Installation details and usage examples are given below. For more usage details, please see the API reference

Installation

The package is available on PyPI and can be installed via pip (or alternatives like uv).

PyPI (Recommended)

Below is an example using uv to initialize a project and add vfind as a dependency.

uv init
uv add vfind

and with pip after creating and activating a new virtual environment

python3 -m venv .venv
source .venv/bin/activate

python3 -m pip install vfind

Source

vFind is developed using PyO3 and Rust. You will need to make sure you have a Rust toolchain installed as well as standard C tooling to build some dependencies (i.e., parasail-rs crate).

  1. Clone the repository
git clone https://github.com/nsbuitrago/vfind.git
cd vfind
  1. Inside the vfind directory, sync dependencies with uv and build vfind
uv sync

# this will build and install vfind in the virtual env
uv run maturin develop --uv # or `make dev`

Examples

Basic Usage

from vfind import find_variants
import polars as pl # variants are returned in a polars dataframe

adapters = ("GGG", "CCC") # define the adapters
fq_path = "./path/to/your/fastq/file.fq.gz" # path to fq file

variants = find_variants(fq_path, adapters)

# print the number of unique sequences
print(variants.n_unique())

find_variants returns a polars dataframe with sequence and count columns. sequence contains the amino acid sequence of the variable regions and count contains the frequency of those variant.

We can then use dataframe methods to further analyze the recovered variants. Some examples are shown below.

# Get the top 5 most frequent variants
variants.sort("count", descending=True) # sort by the counts in descending order
print(variants.head(5)) # print the first 5 (most frequent) variants

# filter out sequences with less than 10 read counts
# also any sequences that have a pre-mature stop codon (i.e., * before the last residue)

filtered_variants = variants.filter(
    variants["count"] > 10,
    ~variants["sequence"][::-2].str.contains("*")
)

# write the filtered variants to a csv file
filtered_variants.write_csv("filtered_variants.csv")

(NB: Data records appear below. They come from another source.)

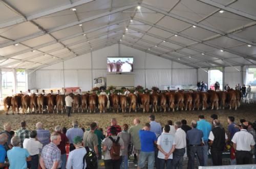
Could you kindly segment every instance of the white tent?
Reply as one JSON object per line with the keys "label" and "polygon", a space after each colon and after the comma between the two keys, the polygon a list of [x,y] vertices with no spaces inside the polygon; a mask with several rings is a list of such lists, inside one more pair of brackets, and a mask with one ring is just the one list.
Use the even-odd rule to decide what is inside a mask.
{"label": "white tent", "polygon": [[214,67],[242,83],[256,64],[255,9],[254,0],[4,0],[0,69],[25,69],[29,89],[88,90],[105,76],[106,57],[133,56],[135,86],[207,81]]}

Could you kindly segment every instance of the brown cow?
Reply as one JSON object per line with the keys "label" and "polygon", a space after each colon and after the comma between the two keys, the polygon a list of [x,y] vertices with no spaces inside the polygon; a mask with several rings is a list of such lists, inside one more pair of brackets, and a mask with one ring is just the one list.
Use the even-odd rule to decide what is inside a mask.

Using Custom Alignment Parameters

By default, vFind uses semi-global alignment with the following parameters:

  • match score = 3
  • mismatch score = -2
  • gap open penalty = 5
  • gap extend penalty = 2

Note that the gap penalties are represented as positive integers. This is largely due to how the underlying alignment library works.

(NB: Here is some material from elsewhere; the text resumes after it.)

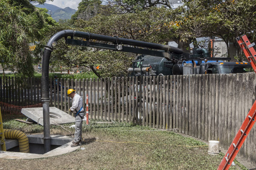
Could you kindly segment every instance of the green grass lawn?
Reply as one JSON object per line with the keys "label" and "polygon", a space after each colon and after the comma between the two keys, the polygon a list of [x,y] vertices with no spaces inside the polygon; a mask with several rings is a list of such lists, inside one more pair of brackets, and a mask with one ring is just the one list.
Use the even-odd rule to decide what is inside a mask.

To adjust these alignment parameters, use the match_score, mismatch_score, gap_open_penalty, and gap_extend_penalty keyword arguments:

from vfind import find_variants

# ... define adapters and fq_path

# use identity scoring with no gap penalties for alignments
variants = find_variants(
    fq_path,
    adapters,
    match_score = 1,
    mismatch_score = -1,
    gap_open_penalty: 0,
    gap_extend_penalty: 0,
)

Alignments are accepted if they produce a score above a set threshold. The threshold for considering an acceptable alignment can be adjusted with the accept_prefix_alignment and accept_suffix_alignment arguments. By default, both thresholds are set to 0.75.

The thresholds are represent a percentage of the maximum alignment score. So, a value of 0.75 means alignments producing scores that are greater than 75% the maximum theoretical score will be accepted. Thus, valid values are between 0 and 1.

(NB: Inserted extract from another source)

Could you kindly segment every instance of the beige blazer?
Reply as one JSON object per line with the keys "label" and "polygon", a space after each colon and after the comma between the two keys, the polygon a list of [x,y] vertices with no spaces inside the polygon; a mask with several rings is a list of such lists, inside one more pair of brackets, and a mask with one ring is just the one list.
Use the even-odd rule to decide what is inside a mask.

Either an exact match or partial match (accepted alignment) must be made for both adapter sequences to recover a variant. In order to skip alignment and only look for exact matches, set the alignment thresolds to 1 (i.e., accept_suffix_alignment = 1 to only allow perfect matches of the suffix adapter).

Miscellaneous

Q: I don't need the amino acid sequence. Can I just get the DNA sequence?

A: Yes. Just set skip_translation to True.

# ...
dna_seqs = find_variants(fq_path, adapters, skip_translation=True)

Q: I don't want to use polars. Can I use pandas instead?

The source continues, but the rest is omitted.